Still we do have to do builds, and we do have to deploy…even when we figure out how to do it right. What are the features of a computer that make these two processes occur faster?

EDIT: Your suggestions are sinking in, and I think I may understand. If we are fine tuning autonomous, though…do we still run Robot Main…and if so, how do we start the autonomous? Will the driver station still be active? Please give me more…I’m excited about this now.

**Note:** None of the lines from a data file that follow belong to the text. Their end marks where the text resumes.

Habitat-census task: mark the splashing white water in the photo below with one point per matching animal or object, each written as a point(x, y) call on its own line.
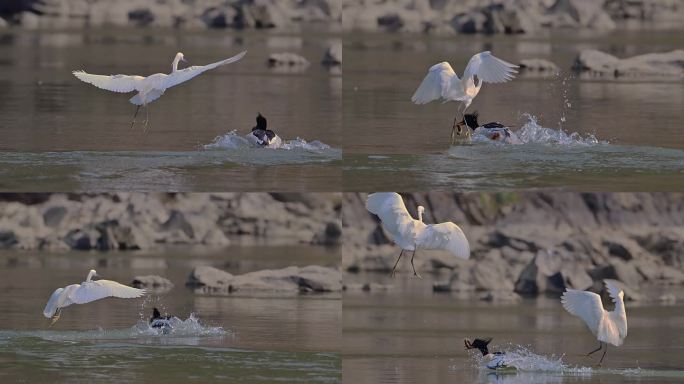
point(523, 359)
point(232, 140)
point(533, 132)
point(177, 327)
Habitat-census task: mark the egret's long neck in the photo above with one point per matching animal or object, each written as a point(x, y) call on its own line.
point(175, 63)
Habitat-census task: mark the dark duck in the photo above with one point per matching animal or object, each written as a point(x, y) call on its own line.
point(262, 136)
point(494, 131)
point(493, 360)
point(161, 322)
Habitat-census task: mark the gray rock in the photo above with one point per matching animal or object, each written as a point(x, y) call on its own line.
point(292, 279)
point(53, 216)
point(287, 59)
point(8, 239)
point(219, 17)
point(206, 276)
point(333, 55)
point(538, 65)
point(501, 297)
point(141, 17)
point(152, 282)
point(669, 64)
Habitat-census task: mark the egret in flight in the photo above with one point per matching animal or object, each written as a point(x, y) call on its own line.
point(87, 291)
point(411, 234)
point(152, 87)
point(442, 83)
point(608, 327)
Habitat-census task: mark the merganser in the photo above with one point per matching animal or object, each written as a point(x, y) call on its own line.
point(493, 131)
point(263, 137)
point(161, 322)
point(495, 360)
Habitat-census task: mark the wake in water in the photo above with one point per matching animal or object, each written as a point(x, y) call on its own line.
point(232, 140)
point(191, 327)
point(533, 133)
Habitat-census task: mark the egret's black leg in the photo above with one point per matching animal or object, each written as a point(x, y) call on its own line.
point(604, 355)
point(597, 349)
point(147, 118)
point(414, 267)
point(134, 116)
point(395, 264)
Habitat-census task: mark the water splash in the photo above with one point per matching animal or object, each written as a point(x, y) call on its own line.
point(191, 327)
point(232, 140)
point(533, 132)
point(524, 359)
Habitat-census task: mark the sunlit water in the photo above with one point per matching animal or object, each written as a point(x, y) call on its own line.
point(53, 125)
point(409, 334)
point(248, 338)
point(598, 134)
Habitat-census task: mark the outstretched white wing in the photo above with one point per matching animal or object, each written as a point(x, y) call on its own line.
point(489, 69)
point(51, 306)
point(114, 83)
point(445, 236)
point(99, 289)
point(186, 74)
point(390, 208)
point(585, 305)
point(440, 82)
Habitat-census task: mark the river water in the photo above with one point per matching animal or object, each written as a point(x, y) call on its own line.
point(408, 334)
point(254, 338)
point(70, 136)
point(584, 133)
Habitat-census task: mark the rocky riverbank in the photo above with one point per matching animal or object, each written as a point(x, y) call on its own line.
point(450, 17)
point(126, 221)
point(533, 243)
point(182, 14)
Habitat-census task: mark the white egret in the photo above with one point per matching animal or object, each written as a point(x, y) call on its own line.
point(443, 83)
point(87, 291)
point(411, 234)
point(152, 87)
point(608, 327)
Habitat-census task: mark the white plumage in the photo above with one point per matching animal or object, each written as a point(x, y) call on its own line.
point(411, 234)
point(442, 83)
point(152, 87)
point(87, 291)
point(608, 327)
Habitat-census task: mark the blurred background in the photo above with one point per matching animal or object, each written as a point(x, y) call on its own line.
point(260, 272)
point(526, 249)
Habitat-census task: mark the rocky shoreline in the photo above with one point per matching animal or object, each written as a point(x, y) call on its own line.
point(533, 243)
point(181, 14)
point(125, 221)
point(445, 17)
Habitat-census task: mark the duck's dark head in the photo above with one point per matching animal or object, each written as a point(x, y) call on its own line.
point(480, 344)
point(261, 123)
point(470, 121)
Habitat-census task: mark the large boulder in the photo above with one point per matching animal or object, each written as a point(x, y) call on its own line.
point(152, 282)
point(667, 64)
point(291, 279)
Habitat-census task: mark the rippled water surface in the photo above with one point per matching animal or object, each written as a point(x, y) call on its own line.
point(410, 335)
point(390, 143)
point(247, 338)
point(63, 133)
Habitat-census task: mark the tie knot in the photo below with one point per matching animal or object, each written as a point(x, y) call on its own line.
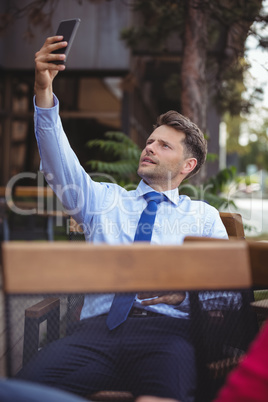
point(154, 196)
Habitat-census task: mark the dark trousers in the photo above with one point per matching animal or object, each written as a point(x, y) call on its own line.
point(147, 356)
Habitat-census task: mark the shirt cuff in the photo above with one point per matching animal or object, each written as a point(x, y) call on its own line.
point(45, 118)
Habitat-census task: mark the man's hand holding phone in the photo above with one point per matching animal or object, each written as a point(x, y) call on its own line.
point(51, 59)
point(46, 70)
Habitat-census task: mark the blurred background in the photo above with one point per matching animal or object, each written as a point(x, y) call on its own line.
point(130, 61)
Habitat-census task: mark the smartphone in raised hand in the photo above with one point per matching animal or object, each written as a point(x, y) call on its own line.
point(68, 29)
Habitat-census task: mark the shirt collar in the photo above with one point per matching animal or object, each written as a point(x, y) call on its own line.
point(172, 195)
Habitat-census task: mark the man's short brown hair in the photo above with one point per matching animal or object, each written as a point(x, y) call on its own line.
point(195, 144)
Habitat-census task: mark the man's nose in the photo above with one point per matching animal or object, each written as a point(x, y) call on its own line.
point(150, 149)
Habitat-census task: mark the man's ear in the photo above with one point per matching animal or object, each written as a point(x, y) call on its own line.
point(189, 165)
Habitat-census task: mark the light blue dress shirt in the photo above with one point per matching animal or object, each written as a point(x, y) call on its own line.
point(109, 213)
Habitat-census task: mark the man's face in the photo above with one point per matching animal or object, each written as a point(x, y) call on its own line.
point(163, 162)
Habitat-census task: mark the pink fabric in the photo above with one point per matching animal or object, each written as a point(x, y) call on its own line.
point(249, 381)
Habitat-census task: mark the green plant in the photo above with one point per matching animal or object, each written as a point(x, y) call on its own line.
point(120, 158)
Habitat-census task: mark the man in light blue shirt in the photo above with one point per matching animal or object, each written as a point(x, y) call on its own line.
point(85, 362)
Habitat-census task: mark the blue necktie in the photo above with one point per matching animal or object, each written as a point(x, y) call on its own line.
point(122, 303)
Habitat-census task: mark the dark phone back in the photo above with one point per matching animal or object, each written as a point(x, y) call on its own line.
point(67, 29)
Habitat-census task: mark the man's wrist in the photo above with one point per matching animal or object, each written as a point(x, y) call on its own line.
point(44, 97)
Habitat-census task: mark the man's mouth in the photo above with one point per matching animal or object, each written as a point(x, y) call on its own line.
point(148, 160)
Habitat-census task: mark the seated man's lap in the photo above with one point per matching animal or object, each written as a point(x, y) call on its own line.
point(147, 356)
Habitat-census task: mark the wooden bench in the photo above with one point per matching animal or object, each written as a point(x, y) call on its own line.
point(60, 267)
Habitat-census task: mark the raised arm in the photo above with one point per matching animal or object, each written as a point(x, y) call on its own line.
point(46, 70)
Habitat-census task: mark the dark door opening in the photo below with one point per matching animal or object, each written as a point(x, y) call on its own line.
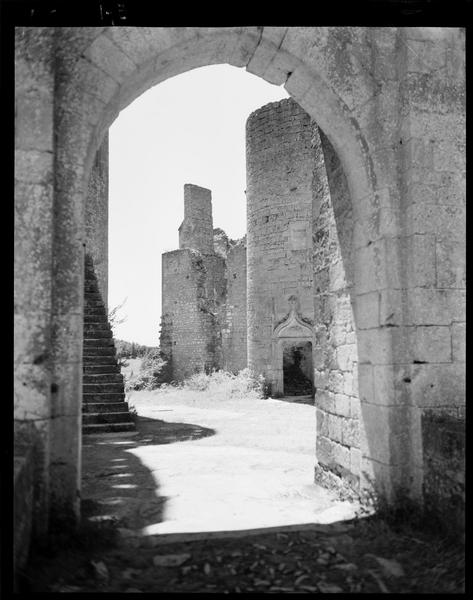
point(297, 369)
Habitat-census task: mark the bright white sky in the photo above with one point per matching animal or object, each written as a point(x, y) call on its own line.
point(188, 129)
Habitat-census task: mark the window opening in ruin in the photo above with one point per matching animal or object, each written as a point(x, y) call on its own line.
point(297, 369)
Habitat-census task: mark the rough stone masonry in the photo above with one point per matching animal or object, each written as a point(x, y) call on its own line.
point(390, 101)
point(203, 324)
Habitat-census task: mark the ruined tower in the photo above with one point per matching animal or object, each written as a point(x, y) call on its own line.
point(193, 289)
point(280, 181)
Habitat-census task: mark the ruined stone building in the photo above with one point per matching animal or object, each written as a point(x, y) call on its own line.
point(376, 191)
point(203, 324)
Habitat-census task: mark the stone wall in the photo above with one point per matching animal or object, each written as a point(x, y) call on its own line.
point(234, 328)
point(96, 218)
point(280, 182)
point(336, 358)
point(196, 231)
point(443, 440)
point(191, 288)
point(392, 103)
point(33, 260)
point(203, 323)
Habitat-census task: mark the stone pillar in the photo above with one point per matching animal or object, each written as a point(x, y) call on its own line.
point(33, 280)
point(280, 179)
point(96, 218)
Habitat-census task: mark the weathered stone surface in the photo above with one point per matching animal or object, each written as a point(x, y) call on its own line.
point(391, 102)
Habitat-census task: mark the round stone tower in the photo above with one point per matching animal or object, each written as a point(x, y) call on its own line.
point(281, 173)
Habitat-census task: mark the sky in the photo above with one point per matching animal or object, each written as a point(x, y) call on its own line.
point(187, 129)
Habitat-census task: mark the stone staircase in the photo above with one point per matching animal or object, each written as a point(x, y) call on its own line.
point(103, 394)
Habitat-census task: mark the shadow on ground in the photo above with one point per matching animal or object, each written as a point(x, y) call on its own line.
point(116, 486)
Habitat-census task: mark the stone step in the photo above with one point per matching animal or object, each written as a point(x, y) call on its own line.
point(101, 397)
point(96, 407)
point(100, 369)
point(96, 320)
point(96, 378)
point(101, 388)
point(106, 417)
point(108, 427)
point(93, 300)
point(102, 325)
point(100, 351)
point(100, 342)
point(94, 310)
point(95, 333)
point(97, 360)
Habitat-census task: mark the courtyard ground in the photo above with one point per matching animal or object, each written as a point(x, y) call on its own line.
point(219, 497)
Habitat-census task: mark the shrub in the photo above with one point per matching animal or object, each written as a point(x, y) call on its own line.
point(227, 385)
point(147, 377)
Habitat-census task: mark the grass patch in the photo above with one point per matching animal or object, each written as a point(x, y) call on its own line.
point(225, 386)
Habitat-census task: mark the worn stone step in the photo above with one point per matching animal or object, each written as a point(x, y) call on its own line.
point(95, 378)
point(105, 417)
point(108, 427)
point(101, 397)
point(97, 368)
point(96, 359)
point(102, 325)
point(96, 320)
point(95, 333)
point(89, 342)
point(99, 388)
point(92, 303)
point(94, 310)
point(100, 351)
point(96, 407)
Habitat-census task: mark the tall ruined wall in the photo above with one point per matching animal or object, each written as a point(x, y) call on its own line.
point(234, 330)
point(191, 285)
point(280, 173)
point(193, 293)
point(96, 217)
point(337, 403)
point(196, 231)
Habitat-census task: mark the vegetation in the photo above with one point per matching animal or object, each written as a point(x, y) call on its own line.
point(133, 350)
point(227, 385)
point(148, 375)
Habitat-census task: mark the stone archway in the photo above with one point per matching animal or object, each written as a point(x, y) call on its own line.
point(291, 333)
point(99, 71)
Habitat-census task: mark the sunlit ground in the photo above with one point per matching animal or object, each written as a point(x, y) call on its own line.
point(201, 465)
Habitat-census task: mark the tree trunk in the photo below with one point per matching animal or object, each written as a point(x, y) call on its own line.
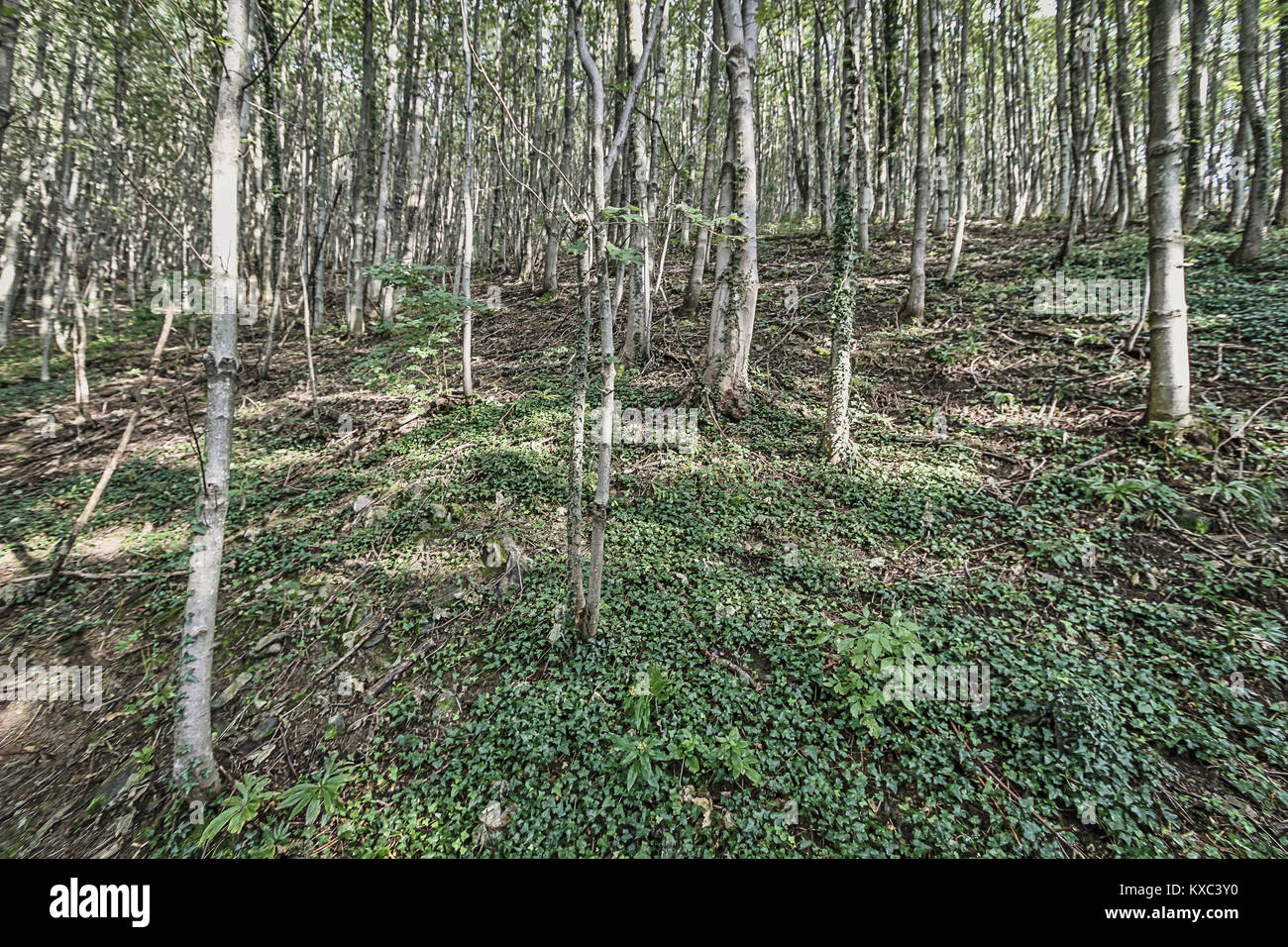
point(1168, 346)
point(844, 248)
point(1196, 105)
point(468, 209)
point(1254, 111)
point(914, 303)
point(193, 754)
point(733, 308)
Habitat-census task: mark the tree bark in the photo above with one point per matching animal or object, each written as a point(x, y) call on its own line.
point(1254, 112)
point(193, 753)
point(1168, 344)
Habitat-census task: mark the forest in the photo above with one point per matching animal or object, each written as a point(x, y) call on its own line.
point(643, 428)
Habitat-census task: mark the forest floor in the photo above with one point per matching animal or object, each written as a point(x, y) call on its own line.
point(385, 690)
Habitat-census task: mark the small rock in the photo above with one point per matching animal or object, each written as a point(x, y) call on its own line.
point(269, 643)
point(231, 690)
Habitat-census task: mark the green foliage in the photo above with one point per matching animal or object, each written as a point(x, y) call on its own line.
point(868, 651)
point(249, 793)
point(321, 795)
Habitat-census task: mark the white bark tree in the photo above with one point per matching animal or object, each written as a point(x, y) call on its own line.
point(193, 751)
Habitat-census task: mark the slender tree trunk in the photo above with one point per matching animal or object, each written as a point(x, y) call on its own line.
point(914, 303)
point(733, 308)
point(1168, 344)
point(639, 317)
point(1196, 106)
point(193, 754)
point(1282, 205)
point(960, 175)
point(844, 248)
point(1125, 107)
point(9, 14)
point(1254, 111)
point(468, 209)
point(1061, 107)
point(711, 171)
point(936, 82)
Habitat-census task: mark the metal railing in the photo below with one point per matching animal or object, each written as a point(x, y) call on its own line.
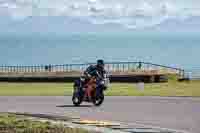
point(109, 66)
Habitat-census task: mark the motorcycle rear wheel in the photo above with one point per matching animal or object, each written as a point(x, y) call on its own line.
point(97, 101)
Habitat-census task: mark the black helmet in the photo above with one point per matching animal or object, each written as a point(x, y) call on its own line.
point(100, 62)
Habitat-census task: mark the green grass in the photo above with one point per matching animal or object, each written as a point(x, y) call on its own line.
point(172, 88)
point(18, 124)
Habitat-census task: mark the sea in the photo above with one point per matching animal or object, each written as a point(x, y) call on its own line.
point(171, 49)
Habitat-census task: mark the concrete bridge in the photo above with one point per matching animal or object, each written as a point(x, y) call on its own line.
point(118, 71)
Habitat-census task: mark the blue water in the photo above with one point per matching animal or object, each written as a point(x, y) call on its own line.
point(178, 50)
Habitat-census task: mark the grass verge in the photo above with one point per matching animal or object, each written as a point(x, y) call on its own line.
point(10, 123)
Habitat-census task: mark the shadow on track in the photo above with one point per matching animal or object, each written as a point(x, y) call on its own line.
point(71, 106)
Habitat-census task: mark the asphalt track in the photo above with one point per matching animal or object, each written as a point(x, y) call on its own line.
point(179, 113)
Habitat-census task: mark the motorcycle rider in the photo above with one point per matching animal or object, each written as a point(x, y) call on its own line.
point(98, 71)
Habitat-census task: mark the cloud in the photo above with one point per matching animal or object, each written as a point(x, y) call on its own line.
point(128, 13)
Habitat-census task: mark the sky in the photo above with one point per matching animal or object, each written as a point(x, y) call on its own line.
point(98, 15)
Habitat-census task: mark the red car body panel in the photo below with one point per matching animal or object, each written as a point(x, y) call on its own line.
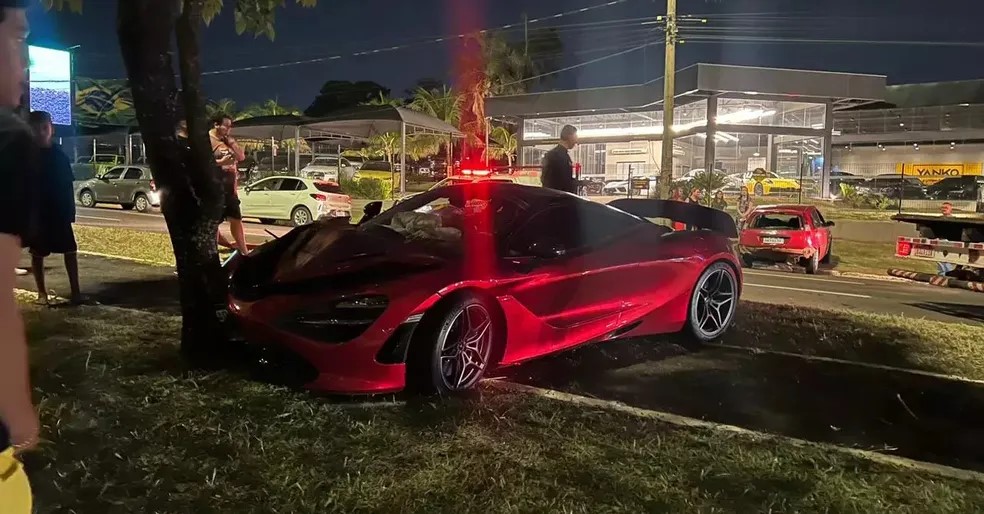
point(803, 242)
point(639, 283)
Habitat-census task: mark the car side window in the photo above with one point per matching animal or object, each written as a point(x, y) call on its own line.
point(289, 184)
point(113, 174)
point(267, 185)
point(572, 225)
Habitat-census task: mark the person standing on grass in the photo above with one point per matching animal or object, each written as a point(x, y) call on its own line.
point(55, 218)
point(19, 426)
point(227, 151)
point(557, 168)
point(745, 206)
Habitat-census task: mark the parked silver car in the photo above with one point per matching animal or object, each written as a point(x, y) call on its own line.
point(130, 187)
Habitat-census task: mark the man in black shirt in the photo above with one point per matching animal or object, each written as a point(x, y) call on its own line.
point(18, 155)
point(557, 169)
point(55, 234)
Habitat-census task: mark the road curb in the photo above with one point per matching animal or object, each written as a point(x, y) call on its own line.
point(937, 280)
point(131, 259)
point(683, 421)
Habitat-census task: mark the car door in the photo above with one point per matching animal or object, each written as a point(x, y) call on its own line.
point(821, 231)
point(127, 184)
point(105, 187)
point(570, 255)
point(255, 202)
point(286, 197)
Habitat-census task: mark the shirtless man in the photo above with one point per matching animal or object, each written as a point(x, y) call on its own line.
point(225, 147)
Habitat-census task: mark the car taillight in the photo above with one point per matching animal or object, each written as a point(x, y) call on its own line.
point(903, 248)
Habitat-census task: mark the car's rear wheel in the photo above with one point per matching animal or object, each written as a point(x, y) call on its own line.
point(141, 203)
point(813, 263)
point(86, 198)
point(454, 346)
point(712, 305)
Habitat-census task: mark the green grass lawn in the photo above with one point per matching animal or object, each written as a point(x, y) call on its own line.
point(911, 343)
point(126, 430)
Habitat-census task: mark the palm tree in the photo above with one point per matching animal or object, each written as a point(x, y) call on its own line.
point(223, 106)
point(443, 104)
point(387, 144)
point(382, 99)
point(503, 144)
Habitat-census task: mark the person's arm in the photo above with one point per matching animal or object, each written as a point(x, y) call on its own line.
point(16, 408)
point(238, 152)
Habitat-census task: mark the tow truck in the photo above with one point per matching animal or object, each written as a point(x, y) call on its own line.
point(956, 239)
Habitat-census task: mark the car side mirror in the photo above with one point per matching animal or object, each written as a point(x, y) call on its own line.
point(371, 210)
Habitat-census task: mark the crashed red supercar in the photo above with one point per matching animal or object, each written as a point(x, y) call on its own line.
point(437, 291)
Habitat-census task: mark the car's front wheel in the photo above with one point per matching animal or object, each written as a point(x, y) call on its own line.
point(454, 346)
point(300, 216)
point(86, 198)
point(712, 305)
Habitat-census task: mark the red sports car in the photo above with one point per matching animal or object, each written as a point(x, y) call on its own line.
point(796, 234)
point(434, 292)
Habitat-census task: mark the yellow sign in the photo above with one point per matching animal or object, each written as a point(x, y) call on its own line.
point(932, 173)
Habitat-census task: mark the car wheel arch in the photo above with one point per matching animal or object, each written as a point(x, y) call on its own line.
point(446, 297)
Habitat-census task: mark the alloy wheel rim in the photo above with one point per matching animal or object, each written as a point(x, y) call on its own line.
point(465, 347)
point(714, 304)
point(300, 217)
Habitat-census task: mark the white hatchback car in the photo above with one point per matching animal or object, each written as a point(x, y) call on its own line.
point(294, 199)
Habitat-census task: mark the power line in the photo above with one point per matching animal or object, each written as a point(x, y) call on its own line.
point(440, 39)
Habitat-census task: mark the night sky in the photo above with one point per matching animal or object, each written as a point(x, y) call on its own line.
point(348, 26)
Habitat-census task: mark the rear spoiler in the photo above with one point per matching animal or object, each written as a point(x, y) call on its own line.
point(681, 212)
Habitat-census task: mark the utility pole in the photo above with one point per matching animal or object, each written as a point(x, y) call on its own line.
point(669, 86)
point(526, 35)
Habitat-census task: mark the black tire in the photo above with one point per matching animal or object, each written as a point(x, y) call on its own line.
point(695, 331)
point(812, 264)
point(141, 203)
point(87, 198)
point(428, 354)
point(300, 216)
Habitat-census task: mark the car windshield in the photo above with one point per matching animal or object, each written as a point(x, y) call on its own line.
point(777, 220)
point(444, 214)
point(328, 187)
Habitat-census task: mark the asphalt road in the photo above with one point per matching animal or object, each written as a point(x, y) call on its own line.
point(770, 286)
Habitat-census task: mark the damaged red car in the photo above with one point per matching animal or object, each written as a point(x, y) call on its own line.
point(792, 234)
point(437, 291)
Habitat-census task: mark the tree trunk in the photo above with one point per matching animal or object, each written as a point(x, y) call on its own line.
point(191, 198)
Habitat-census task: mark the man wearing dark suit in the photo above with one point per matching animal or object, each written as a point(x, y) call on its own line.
point(557, 169)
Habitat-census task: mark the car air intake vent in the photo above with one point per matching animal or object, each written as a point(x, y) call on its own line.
point(341, 321)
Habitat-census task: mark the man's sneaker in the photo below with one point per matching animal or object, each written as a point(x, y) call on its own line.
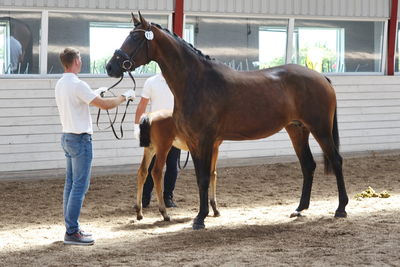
point(169, 202)
point(85, 234)
point(78, 239)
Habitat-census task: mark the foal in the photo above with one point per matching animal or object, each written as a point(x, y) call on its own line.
point(157, 135)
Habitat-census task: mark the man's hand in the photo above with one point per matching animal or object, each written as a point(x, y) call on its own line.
point(129, 95)
point(136, 131)
point(100, 91)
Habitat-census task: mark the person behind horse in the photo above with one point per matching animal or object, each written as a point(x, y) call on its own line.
point(73, 97)
point(157, 92)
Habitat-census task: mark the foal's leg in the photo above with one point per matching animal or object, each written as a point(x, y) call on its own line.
point(325, 140)
point(156, 173)
point(148, 155)
point(213, 180)
point(299, 136)
point(202, 162)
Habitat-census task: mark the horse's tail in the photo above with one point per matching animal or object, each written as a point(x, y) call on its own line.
point(336, 139)
point(144, 131)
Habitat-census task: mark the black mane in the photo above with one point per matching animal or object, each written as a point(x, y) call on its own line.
point(182, 41)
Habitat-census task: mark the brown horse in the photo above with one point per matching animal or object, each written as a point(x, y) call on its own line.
point(214, 103)
point(158, 135)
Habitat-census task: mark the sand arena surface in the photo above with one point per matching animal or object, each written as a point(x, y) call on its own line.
point(254, 228)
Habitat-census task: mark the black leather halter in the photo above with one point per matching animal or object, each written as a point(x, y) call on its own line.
point(129, 64)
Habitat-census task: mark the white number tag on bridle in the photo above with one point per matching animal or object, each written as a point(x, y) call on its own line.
point(149, 35)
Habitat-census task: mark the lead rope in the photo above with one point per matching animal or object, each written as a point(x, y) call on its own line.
point(112, 122)
point(186, 161)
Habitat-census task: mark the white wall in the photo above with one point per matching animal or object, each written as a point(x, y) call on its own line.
point(368, 115)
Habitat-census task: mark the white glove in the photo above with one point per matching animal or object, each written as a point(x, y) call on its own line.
point(100, 90)
point(136, 131)
point(129, 95)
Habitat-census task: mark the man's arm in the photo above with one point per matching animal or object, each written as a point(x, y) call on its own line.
point(141, 108)
point(107, 103)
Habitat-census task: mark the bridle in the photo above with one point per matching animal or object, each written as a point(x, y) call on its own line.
point(127, 65)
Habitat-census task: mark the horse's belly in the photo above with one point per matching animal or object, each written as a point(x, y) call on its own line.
point(179, 143)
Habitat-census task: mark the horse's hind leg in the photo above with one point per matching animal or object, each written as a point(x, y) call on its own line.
point(299, 135)
point(156, 173)
point(148, 155)
point(213, 180)
point(331, 153)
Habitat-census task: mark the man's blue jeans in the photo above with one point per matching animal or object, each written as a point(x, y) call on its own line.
point(78, 151)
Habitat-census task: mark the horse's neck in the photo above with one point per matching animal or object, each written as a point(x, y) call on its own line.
point(176, 62)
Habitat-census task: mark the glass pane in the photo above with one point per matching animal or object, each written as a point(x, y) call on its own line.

You will still run robot main, but by clicking the white arrow in the top left corner of the front panel of robot main. This now allows you tweak settings on the robot while the code is live. This setup means the robot is connected to your programming laptop and the controls could come from the programming laptop or from the classmate that is connected to the robot. I suggest having the driver station up on the programming laptop and control the robot from there. In the driver station there are multiple modes that it can be in. The ones you want to use for auto is the autonomous mode and practice mode. Now by default the robot should be disabled and when you click on one of the two modes, make sure the robot is setup the way you want it to and have whatever you need to look at up. When you feel comfortable, click enable and the robot will execute its autonomous. If the driver station is in auto mode, it will only run autonomous until it reaches the end of your commands, this means it will not stop at a hard time limit. This means if you have a while loop in the code it will continue running until the while loop reaches its conditions. When the driver station is in practice mode it will keep running auto until it reaches the time limit on the driver station. The time can be edited, but remember to set it to the actual competition’s time limit for autonomous. Once it finishes autonomous the robot will immediately go into tele-op. That means your joystick/controller will now start controlling the robot. Be very aware where are your controls or else you might accidentally control the robot when you didn’t mean to. It’s highly recommended that when you are about to tweak the code, disable the robot. During the entire time you are testing you can edit the values, but I recommend to do it after testing your values first. When you are done with testing, be sure to disable the robot and click the finish button on the front panel on robot main to stop the robot from running the code. When you think the values are correct, save your values and if the values are controls and are always constant, I recommend to make the values default. This can be found on the front panel from the vi where your values are located. Click edit and click “Make Current Values Default”. This should keep the values the same when you deploy it to the robot.